Graveslab, Rathduff, Co. Kilkenny
Co. Kilkenny |
Tombs & Memorials
When excavators lifted a stone slab from the north ambulatory of the cloister at Kells Priory in County Kilkenny, they found it had been doing double duty for centuries: lying face-up as paving while simultaneously covering a stone-lined grave beneath.
That the slab was a memorial to someone specific, and that his name and the exact date of his death had been carved into it in careful Black Letter script, makes the find quietly arresting. The inscription reads, in Latin: "Here lies Lord Thomas Lahe, once prior of this place, who died on the 27th day of the month of February, A.D. 1508."

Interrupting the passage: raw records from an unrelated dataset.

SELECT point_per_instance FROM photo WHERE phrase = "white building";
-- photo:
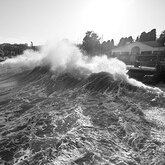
(146, 52)
(150, 47)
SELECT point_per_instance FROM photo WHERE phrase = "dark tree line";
(92, 45)
(150, 36)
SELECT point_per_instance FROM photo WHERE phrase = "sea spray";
(64, 55)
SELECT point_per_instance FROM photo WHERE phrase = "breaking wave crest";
(65, 63)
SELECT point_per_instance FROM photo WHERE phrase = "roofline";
(140, 43)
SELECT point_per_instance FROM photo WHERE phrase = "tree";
(161, 38)
(150, 36)
(91, 43)
(124, 41)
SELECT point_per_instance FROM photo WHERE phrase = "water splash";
(64, 55)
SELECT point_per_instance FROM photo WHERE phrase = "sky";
(23, 21)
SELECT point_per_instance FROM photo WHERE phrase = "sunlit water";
(87, 114)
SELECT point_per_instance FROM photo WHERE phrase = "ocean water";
(58, 107)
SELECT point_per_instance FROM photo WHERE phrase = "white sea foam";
(66, 55)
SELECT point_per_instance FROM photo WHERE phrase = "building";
(146, 52)
(1, 53)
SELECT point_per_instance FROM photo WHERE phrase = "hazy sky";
(42, 20)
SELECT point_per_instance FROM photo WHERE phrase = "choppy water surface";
(71, 118)
(64, 109)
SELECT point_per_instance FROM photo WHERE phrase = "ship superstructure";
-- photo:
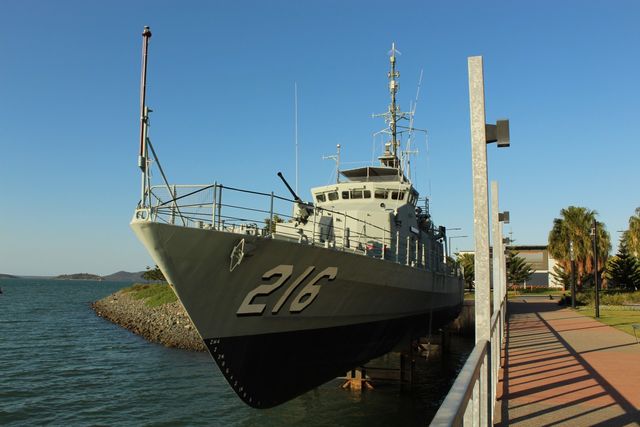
(288, 294)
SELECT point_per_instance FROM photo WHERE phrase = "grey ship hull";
(289, 316)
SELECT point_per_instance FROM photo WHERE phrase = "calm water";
(61, 364)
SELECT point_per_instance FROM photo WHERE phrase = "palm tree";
(632, 235)
(573, 228)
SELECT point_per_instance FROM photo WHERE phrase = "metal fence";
(468, 403)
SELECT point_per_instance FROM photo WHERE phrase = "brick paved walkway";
(563, 368)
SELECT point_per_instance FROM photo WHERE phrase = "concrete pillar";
(480, 221)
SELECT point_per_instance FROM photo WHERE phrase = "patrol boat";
(288, 294)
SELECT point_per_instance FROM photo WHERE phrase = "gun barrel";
(293, 193)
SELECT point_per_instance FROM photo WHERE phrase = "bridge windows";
(397, 195)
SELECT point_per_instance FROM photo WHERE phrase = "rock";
(167, 324)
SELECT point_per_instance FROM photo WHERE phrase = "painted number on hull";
(304, 298)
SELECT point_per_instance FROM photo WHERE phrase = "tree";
(154, 275)
(573, 228)
(632, 235)
(467, 263)
(623, 270)
(518, 269)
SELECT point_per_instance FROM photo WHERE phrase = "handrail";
(453, 408)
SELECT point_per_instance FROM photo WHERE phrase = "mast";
(393, 88)
(142, 155)
(390, 156)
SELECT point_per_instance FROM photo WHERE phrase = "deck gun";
(303, 209)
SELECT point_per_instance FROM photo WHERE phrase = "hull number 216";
(302, 300)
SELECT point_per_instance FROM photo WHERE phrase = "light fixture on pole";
(454, 237)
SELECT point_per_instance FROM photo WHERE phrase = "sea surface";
(60, 364)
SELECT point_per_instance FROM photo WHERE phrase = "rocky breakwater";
(165, 323)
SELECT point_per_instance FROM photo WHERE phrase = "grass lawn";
(619, 319)
(153, 295)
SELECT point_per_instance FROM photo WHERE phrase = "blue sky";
(221, 78)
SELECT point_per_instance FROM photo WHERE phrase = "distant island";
(78, 276)
(120, 276)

Kells Priory was a house of Augustinian canons, a religious order whose members lived under the Rule of St Augustine and combined elements of monastic and clerical life. The priory, founded in the twelfth century, accumulated a remarkable collection of graveslabs, of which this is one of the more elaborately decorated examples. The slab measures just over two metres in length and is carved with a banded cross whose head has seven segmented arms terminating in fleur-de-lis. The cross-shaft rises from a curving calvary mount, the small stepped or rounded base that in medieval funerary carving conventionally represents the hill of Golgotha. Below the cross-head, flanking the shaft on either side, are an IHC monogram (a Latinised abbreviation of the name of Jesus, common in medieval devotional contexts) and the name MARIA. The Latin inscription runs along the dexter margin of the slab, which is the right-hand side as you face it, and continues onto the sinister band of the cross itself. A plain border frames the upper edge. The Prior Thomas Lahe commemorated here would have been a senior figure in the community, and the care given to his slab reflects that standing.